This is a big one! A poet wrote a 3 kilometer-wide message – visible from space – in the desert of northwest Chile. The message says “ni pena ni miedo” which translates in English to “neither shame nor fear“. The poet’s name is Raúl Zurita, and he used a bull dozer to write the message in the desert sand. According to an interview at Jacket Magazine (about half-way down the article), the poet “…doesn’t like abstract poetry. He says that in those days of brutality and distrust and terror, the reign of Pinochet, he began to imagine writing poems in the sky, on the faces of cliffs, in the desert. His words…are gradually fading away, joining thousands of men, women, and children who disappeared in fear and pain during the Pinochet years.” Fortunately, his words are now immortalized in satellite photos and Google Earth! Check out the entire message in Google Earth. It’s huge, and it’s really there – not a photoshop.
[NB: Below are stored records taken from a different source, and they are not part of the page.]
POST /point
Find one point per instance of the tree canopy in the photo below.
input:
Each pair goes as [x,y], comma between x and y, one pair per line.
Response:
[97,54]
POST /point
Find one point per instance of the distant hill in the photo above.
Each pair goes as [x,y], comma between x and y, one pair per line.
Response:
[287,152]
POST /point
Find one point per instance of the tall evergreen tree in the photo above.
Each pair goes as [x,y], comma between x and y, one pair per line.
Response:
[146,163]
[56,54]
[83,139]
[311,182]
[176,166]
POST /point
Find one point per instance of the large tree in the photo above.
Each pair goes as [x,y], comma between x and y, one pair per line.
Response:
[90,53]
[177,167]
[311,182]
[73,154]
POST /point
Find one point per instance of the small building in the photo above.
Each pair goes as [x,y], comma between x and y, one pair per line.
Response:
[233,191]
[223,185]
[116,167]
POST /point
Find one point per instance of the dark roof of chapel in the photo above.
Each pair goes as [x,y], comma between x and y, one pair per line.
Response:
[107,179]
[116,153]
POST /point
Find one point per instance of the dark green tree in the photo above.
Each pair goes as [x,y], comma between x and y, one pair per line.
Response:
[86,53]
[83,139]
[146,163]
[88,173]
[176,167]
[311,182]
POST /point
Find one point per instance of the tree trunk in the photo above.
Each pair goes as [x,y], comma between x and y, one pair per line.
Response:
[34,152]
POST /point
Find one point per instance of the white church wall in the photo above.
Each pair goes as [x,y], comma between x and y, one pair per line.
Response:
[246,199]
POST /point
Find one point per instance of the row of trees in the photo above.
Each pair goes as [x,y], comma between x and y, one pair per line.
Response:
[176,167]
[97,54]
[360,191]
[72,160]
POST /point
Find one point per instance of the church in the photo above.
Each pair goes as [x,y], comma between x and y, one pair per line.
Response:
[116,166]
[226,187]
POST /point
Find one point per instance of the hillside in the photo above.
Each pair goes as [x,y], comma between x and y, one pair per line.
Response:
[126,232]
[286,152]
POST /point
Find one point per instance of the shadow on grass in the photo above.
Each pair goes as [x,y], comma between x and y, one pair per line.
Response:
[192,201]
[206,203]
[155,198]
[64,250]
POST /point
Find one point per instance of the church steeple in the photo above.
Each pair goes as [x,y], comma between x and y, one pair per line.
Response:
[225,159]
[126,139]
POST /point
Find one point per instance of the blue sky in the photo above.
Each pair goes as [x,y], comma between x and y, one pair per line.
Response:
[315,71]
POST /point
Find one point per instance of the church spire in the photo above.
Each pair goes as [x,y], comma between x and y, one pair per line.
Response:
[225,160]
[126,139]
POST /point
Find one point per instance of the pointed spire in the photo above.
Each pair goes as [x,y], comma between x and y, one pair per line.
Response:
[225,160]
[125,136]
via the Google Earth Community – posted by ‘yipero’.
About Frank Taylor
Frank Taylor started the Google Earth Blog in July, 2005 shortly after Google Earth was first released. He has worked with 3D computer graphics and VR for many years and was very impressed with this exciting product. Frank completed a 5.5 year circumnavigation of the earth by sailboat in June 2015 which you can read about at Tahina Expedition, and is a licensed pilot, backpacker, diver, and photographer.
This could also be translated as “Neither PAIN nor Fear.”
Sorry this looks cooked up. Notice the sun reflections coming from different angles.
Pena can be translated as shame, sorrow. not pain as physical, but emotional.
In chilean spanish “pena” means “sadness”…
Hey Jim G, have you ever looked at google earth?
Some parts of it have the sun coming from all sorts of places because the photos are taken at different times.
What you think there is one big camera up there that can photograph the entire earth all at once?
Think about it dude.
hey, I heard about things like that written in the deserts, but it was a form for the natives to speak to the gods and let their message be seen to the stars and others to see what there is on earth. I think for the first writent message it’s the best words to send out there.
Mr. Raúl Zurita, the poet, who had done this work, is really admirable. My best wishes to him and also to Google Earth for unearthing this.